Reye’s Syndrome Definition, Reason, Symptoms, Treatment & Prevention
Definition
Named after its discoverer, RDK Reye, Reye’s syndrome is an extremely rare disease. This syndrome can also cause death.
Reye’s syndrome generally occurs as an advanced disease after a child recovers from a viral infection, such as the flu or chickenpox. Although no studies have been able to prove the exact cause, Reye’s syndrome occurs in many children who receive aspirin during their illness.
Early symptoms of this disease include vomiting and weakness which is slowly followed by a loss of consciousness. If not treated immediately, Reye’s syndrome can be life-threatening to the sufferer. But with proper and fast treatment, a child suffering from this syndrome can recover completely in a matter of weeks.
Symptoms
Symptoms of Reye’s syndrome appear 3–7 days after infection with the virus. The initial symptoms experienced are generally not typical so they are often overlooked, such as:
- Throws up
- Weak and lethargic
- Fussy
- Tends to sleep
If not treated immediately, these symptoms will continue and cause liver and brain damage. In this stage, the complaints experienced will get worse, such as:
- Loss of consciousness
- Speech is slurred and does not recognize the people around him
- Breathe quickly
- Seizures and coma
Liver and brain damage that is not immediately resolved can result in death.
Reason
The exact cause of Reye’s syndrome is uncertain. However, consumption of aspirin when infected with a virus is known to be one of the triggers.
Based on research, as many as 80 percent of children who suffer from Reye’s syndrome have a history of taking aspirin in the last three weeks. Aspirin that is consumed causes damage to the cell structure and causes a decrease in cell function.
All body cells can be attacked, but the liver cells are the most numerous and the worst.
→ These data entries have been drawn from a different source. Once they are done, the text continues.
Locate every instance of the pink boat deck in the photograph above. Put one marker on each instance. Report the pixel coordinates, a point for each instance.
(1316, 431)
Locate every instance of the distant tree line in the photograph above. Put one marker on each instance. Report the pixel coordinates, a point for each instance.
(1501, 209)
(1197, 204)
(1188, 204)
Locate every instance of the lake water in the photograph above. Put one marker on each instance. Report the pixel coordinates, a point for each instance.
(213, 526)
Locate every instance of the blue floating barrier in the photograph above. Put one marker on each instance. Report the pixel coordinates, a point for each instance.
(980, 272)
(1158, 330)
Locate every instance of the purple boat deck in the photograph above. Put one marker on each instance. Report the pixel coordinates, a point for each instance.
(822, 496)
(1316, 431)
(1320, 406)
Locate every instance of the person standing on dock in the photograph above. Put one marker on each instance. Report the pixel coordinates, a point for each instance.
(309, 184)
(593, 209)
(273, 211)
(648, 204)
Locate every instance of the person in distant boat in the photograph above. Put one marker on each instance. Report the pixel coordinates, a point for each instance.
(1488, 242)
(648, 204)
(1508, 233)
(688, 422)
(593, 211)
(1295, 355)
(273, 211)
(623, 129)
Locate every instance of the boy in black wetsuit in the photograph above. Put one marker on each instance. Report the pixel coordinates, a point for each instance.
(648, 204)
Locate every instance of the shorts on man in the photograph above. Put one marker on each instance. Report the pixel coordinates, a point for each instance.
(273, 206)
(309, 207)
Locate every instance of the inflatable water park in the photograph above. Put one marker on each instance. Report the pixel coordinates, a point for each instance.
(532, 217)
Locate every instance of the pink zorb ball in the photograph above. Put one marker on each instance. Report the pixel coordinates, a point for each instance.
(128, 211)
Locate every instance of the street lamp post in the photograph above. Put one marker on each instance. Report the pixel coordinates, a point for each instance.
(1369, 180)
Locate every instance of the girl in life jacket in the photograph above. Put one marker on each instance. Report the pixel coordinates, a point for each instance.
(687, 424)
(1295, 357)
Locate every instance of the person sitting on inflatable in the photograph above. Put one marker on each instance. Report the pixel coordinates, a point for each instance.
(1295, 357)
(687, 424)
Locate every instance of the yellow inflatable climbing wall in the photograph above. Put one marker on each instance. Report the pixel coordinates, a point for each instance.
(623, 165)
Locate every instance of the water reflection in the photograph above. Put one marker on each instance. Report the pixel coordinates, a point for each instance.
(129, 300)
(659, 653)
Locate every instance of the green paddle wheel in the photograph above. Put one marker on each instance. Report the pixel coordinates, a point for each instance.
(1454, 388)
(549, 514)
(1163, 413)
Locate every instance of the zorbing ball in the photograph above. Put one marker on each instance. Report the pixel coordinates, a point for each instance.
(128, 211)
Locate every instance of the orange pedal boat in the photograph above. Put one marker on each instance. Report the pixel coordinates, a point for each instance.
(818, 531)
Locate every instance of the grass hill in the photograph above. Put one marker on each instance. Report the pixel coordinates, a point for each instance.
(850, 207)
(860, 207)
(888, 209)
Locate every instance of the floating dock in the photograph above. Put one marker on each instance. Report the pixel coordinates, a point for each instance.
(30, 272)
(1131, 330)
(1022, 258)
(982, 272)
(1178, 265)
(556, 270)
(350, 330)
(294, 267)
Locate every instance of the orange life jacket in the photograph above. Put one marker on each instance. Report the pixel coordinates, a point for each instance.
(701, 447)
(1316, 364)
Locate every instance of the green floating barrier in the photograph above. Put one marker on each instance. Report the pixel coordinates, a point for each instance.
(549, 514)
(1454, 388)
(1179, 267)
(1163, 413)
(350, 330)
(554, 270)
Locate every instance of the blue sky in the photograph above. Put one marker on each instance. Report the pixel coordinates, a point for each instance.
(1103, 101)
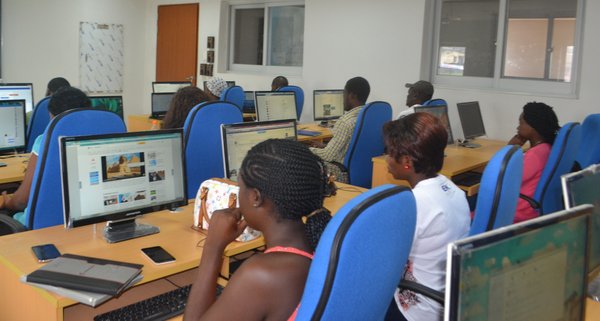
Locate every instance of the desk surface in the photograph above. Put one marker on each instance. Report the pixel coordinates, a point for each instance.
(176, 236)
(15, 169)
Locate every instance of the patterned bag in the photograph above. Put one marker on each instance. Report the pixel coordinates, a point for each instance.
(215, 194)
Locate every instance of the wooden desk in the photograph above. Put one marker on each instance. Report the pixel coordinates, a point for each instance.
(458, 160)
(24, 302)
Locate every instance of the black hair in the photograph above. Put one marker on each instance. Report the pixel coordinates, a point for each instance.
(420, 136)
(542, 118)
(358, 86)
(293, 178)
(68, 98)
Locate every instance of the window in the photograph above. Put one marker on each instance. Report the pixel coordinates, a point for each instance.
(266, 36)
(520, 45)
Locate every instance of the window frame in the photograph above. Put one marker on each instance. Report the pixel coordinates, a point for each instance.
(264, 68)
(498, 82)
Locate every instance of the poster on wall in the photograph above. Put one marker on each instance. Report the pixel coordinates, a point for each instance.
(101, 56)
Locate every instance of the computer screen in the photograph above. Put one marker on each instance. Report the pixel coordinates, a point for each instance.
(169, 86)
(160, 103)
(534, 270)
(18, 91)
(470, 119)
(116, 177)
(239, 138)
(440, 112)
(581, 188)
(12, 124)
(273, 105)
(328, 104)
(110, 103)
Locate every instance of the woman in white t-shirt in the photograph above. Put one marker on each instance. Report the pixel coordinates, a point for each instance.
(415, 146)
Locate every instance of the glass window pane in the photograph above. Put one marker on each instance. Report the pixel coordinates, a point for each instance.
(248, 38)
(286, 36)
(468, 31)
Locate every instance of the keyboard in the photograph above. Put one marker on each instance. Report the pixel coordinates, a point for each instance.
(157, 308)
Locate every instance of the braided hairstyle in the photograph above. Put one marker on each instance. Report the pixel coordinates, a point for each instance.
(542, 118)
(293, 178)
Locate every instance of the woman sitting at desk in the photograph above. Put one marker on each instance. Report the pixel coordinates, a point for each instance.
(267, 286)
(538, 124)
(415, 145)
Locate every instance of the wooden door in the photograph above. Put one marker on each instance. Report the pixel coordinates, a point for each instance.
(177, 43)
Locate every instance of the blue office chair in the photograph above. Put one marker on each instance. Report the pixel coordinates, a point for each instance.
(203, 147)
(234, 95)
(590, 142)
(548, 194)
(367, 142)
(299, 98)
(360, 257)
(45, 205)
(38, 122)
(499, 190)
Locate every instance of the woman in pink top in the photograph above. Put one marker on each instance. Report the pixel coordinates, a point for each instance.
(538, 125)
(281, 183)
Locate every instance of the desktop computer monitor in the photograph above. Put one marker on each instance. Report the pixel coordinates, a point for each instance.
(12, 125)
(18, 91)
(274, 105)
(110, 103)
(238, 138)
(117, 177)
(161, 103)
(471, 120)
(328, 104)
(168, 86)
(534, 270)
(440, 112)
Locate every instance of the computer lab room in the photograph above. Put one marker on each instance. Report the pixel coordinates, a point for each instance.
(299, 160)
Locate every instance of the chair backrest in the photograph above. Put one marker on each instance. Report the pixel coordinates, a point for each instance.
(360, 257)
(234, 95)
(367, 142)
(590, 136)
(203, 147)
(45, 205)
(40, 118)
(435, 102)
(548, 193)
(299, 98)
(499, 190)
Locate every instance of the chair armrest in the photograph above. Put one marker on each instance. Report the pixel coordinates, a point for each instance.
(421, 289)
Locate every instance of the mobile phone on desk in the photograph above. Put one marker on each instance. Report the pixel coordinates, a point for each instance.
(45, 252)
(158, 255)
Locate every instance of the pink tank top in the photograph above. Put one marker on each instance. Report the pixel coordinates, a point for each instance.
(292, 250)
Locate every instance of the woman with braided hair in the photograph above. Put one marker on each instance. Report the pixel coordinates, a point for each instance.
(538, 125)
(281, 184)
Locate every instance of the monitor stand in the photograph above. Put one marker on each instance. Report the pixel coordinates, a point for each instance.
(117, 231)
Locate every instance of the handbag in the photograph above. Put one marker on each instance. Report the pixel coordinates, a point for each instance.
(216, 194)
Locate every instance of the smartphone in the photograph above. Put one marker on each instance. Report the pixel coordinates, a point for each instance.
(158, 255)
(45, 252)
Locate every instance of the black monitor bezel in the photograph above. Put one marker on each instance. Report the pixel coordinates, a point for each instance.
(483, 239)
(130, 213)
(462, 121)
(248, 125)
(449, 129)
(278, 92)
(19, 148)
(111, 97)
(315, 92)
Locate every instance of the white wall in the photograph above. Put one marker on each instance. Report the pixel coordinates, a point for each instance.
(41, 41)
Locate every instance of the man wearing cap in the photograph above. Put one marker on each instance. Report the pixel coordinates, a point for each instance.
(418, 93)
(214, 88)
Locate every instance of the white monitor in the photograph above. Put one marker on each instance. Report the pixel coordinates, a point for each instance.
(239, 138)
(274, 105)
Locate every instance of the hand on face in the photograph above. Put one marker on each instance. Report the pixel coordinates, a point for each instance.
(225, 226)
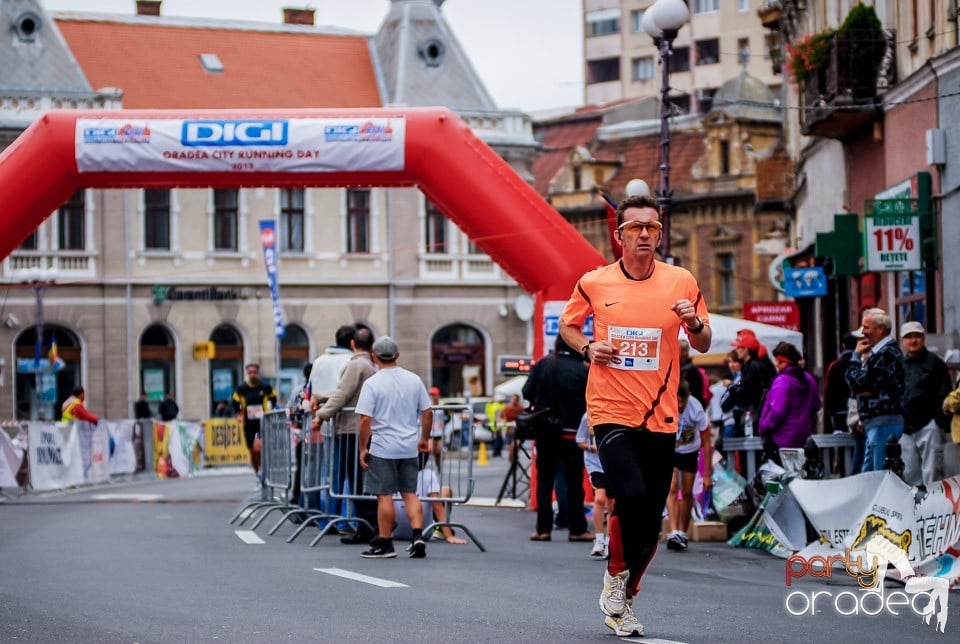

Damage to cells in the liver causes a condition known as hyperammonemia and results in swelling of the brain and increased pressure within the cranial cavity.
The most common viral infection that precedes Reye’s syndrome is the influenza virus. Apart from influenza, other viral infections may also be associated with Reye’s syndrome, including parainfluenza virus, adenovirus, coxsackievirus, measles, cytomegalovirus, Epstein-Barr virus, HIV, retrovirus, hepatitis viruses types A and B, mycoplasma, chlamydia, pertussis, shigella, and salmonella.
Less than 0.1 percent of children who take aspirin have Reye’s syndrome. However, more than 80 percent of patients diagnosed with Reye’s syndrome have a history of aspirin consumption. So, not always taking aspirin when a child is sick will definitely result in Reye’s syndrome.
Diagnosis
The diagnosis of Reye’s syndrome is determined based on the presence of clinical symptoms in the form of vomiting and decreased consciousness. This occurs due to decreased liver and brain function. In an in-depth medical interview conducted by the doctor, a history of previous viral infections and the consumption of aspirin in one of the treatments will be found.
A series of investigations is needed to rule out other possible diseases. This examination includes routine blood checks, lumbar puncture to see other infections such as meningitis, and imaging tests such as a CT scan or MRI.
Treatment
Patients with Reye’s syndrome generally require intensive care in the ICU. The main goal of treatment is to save liver and brain function. In addition, it is also used to reduce pressure in the cranial cavity and restore consciousness to the sufferer.
Prevention
The most important preventive measure for Reye’s syndrome is to avoid taking aspirin in children under the age of 20. If the doctor instructs giving aspirin, make sure the child is well supervised. Check with your doctor immediately if you find symptoms resembling Reye’s syndrome in children.